Multi-Agent Reinforcement Learning

Multi-Agent Reinforcement Learning: The Swarm Mind

Single-agent RL operates in a static environment. In Multi-Agent RL (MARL), the environment is dynamic because other learning agents are constantly updating their behaviors, breaking the Markov property.

Cooperation vs. Competition

MARL environments are generally split into three categories based on the reward structure:

Fully Cooperative: All agents share the exact same reward function. Their goal is to maximize a joint return (e.g., controlling traffic lights to minimize total congestion).
Fully Competitive (Zero-Sum): One agent's gain is another agent's loss (e.g., Chess, Go, 1v1 games). The optimal policy often converges to a Nash Equilibrium.
Mixed Sum: Agents have their own self-interests, which may align or conflict depending on the state (e.g., self-driving cars navigating an intersection).

The CTDE Paradigm

Centralized Training, Decentralized Execution (CTDE) is the gold standard architecture for cooperative MARL (like MAPPO or QMIX).
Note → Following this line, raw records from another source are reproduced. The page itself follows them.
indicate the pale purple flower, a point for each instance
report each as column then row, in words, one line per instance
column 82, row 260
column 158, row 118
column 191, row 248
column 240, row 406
During training, a centralized "Critic" network evaluates actions using the global state (the true underlying state of the environment + all agent actions). This stabilizes training and solves non-stationarity. However, during execution (deployment), the "Actor" networks must select actions relying only on their local, limited observations.

📡 Extracted Intelligence (FAQ)

What is the difference between Single-Agent and Multi-Agent RL?

In single-agent RL, the environment is stationary from the agent's perspective. In MARL, multiple agents learn simultaneously. As other agents update their policies, the environment's dynamics change from the perspective of any single agent. This causes non-stationarity, making standard algorithms like Q-learning unstable.

What is the Multi-Agent Credit Assignment problem?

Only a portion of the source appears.